Strasbourg, 20/11/2013 (Agence Europe) - Le Parlement européen donne un élan à la méritocratie dans les entreprises en approuvant à une très large majorité (459 voix pour, 148 contre et 81 abstentions) l'introduction en 2020 d'un quota de 40% de femmes dans les conseils d'administration des grandes entreprises européennes cotées en bourse, soit environ 5 000.

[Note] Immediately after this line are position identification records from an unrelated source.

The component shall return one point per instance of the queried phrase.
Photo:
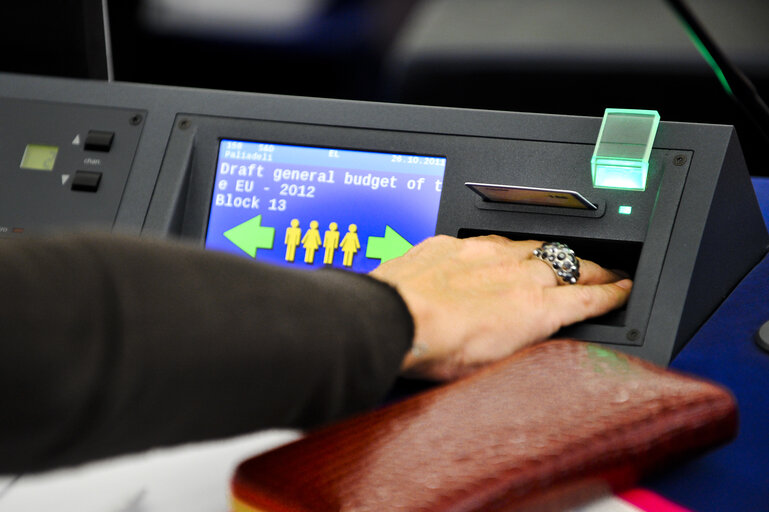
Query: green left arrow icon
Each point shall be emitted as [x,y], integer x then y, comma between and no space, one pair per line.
[251,235]
[388,247]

Le moment a été qualifié d'historique par Viviane Reding, la commissaire aux Droits fondamentaux qui est à l'origine de la proposition de directive. Elle commence à voir des « craquements » dans le plafond de verre empêchant les femmes d'accéder à des postes à haute responsabilité. En effet, dans les conseils d'administration des entreprises européennes, seuls 16% de sièges sont occupés par des femmes. Pour le co-rapporteur sur le sujet, Mme Rodi Kratsa-Tsagaropoulou (PEP, grecque), il est essentiel que les entreprises cotées en bourse ne négligent pas les compétences des femmes et évoluent vers une prise de décision en accord avec le principe d'égalité.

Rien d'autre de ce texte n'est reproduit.